Hosted word counters work, but they're surrounded by ads, log every paste you make, and gate the more useful features (keyword density, readability) behind a sign-in. The version FloopFloop generates is yours — the draft never leaves your browser (it's saved to localStorage only), the visual is the kind of typewriter-manuscript styling no SaaS competitor ships, and you can extend it with whatever the hosted tools won't add (Markdown preview, word-goal progress bar, multiple saved drafts) by asking the AI for one more prompt.
What does the Flesch Reading Ease score actually mean?
Flesch Reading Ease maps your text to a 0–100 scale where higher = easier. 90+ is 5th-grade material (Reader's Digest), 60-70 is plain English (most newspapers), 30-50 is academic / business prose, and below 30 is the kind of dense academic writing that needs careful re-reading. The companion Flesch-Kincaid Grade Level translates the same data into a US-school grade (e.g. 8.3 = '8th-grade reading level'). The formulas use words-per-sentence + syllables-per-word, so cutting long sentences in half or replacing 'utilise' with 'use' shifts the score immediately.
Does the keyword list count every word?
No — it filters out 100+ English stop-words (the, and, of, in, to, etc.) plus any 1- or 2-letter token. Otherwise the top entries would be the same closed-class function words on every text and tell you nothing. What you see is the actual subject matter of the document, ranked by frequency. The list shows the top 8 by default; that's enough to spot a keyword you're over-using without becoming so long it stops being scannable.

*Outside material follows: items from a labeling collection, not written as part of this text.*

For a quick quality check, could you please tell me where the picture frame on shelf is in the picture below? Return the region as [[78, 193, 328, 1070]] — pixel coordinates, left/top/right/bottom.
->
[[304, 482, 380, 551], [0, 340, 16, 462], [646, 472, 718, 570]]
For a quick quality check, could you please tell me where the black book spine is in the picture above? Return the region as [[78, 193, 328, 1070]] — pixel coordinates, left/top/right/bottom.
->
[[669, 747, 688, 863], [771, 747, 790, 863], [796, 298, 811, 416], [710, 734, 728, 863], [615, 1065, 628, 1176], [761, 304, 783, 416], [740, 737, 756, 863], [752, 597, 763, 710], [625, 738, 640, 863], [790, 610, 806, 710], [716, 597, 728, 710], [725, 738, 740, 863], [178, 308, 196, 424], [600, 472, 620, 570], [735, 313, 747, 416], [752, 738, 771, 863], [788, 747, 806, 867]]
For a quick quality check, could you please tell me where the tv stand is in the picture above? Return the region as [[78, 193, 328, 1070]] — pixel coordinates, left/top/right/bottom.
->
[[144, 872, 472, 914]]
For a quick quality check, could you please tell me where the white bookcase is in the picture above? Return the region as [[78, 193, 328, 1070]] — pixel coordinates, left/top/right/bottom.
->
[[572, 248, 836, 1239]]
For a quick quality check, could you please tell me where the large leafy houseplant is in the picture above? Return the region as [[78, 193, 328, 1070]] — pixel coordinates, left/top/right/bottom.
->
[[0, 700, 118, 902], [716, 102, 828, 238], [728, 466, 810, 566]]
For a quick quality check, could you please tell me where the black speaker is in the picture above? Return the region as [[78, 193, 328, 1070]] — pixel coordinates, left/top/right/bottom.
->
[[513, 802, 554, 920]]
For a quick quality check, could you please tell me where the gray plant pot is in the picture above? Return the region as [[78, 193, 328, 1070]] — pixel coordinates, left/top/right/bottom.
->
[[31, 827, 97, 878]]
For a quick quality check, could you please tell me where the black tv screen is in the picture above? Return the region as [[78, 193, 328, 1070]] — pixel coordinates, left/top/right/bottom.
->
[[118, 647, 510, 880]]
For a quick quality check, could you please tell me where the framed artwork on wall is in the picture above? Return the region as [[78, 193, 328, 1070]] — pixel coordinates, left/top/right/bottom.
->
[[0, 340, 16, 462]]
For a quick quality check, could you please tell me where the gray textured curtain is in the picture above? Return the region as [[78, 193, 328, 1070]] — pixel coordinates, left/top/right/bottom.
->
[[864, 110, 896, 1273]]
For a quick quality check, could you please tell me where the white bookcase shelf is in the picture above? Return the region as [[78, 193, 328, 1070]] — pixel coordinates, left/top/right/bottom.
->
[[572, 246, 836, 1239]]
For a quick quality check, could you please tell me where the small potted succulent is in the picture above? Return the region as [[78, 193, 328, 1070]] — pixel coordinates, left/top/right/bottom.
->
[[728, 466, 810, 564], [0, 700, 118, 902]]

Why is reading time set to 238 words per minute?
It matches the most-cited modern reading-speed meta-analysis (Brysbaert, 2019), which averaged silent-reading rates across 190 studies for English-language adults. The classic '250 WPM' figure most calculators use is unsourced and a bit optimistic — 238 is the conservative, evidence-backed number. Speaking time uses 130 WPM, the standard public-speaking guideline (Toastmasters et al.). Both numbers can be swapped in the source if you measure your own users at a different rate.
What languages does the counter support?
Word and sentence boundaries use Unicode property escapes (\p{L}, \p{N} for letters and numbers, in any script), so the counts are correct on English, French, German, Spanish, Italian, Portuguese, Dutch, Polish, Turkish, Russian, Arabic, Hebrew, Japanese, Korean, Chinese, and the rest of the Unicode block. Flesch readability is English-specific by design (the formula was calibrated on English-syllable patterns) so it returns sensible numbers only for English text. The stop-word filter is English; adding a German or French stop-word set is a one-prompt extension.
Is my draft saved anywhere I can't see?
No. The draft is auto-saved to your browser's localStorage on every keystroke — same browser-only storage that everything from this template uses. There's no server-side persistence, no analytics on the text content, no third-party script. Clearing your browser data wipes the draft. If you want the draft to follow you across devices, the operator can extend the template with the platform's per-project secrets store + a sync API; out of the box it's local-only by design.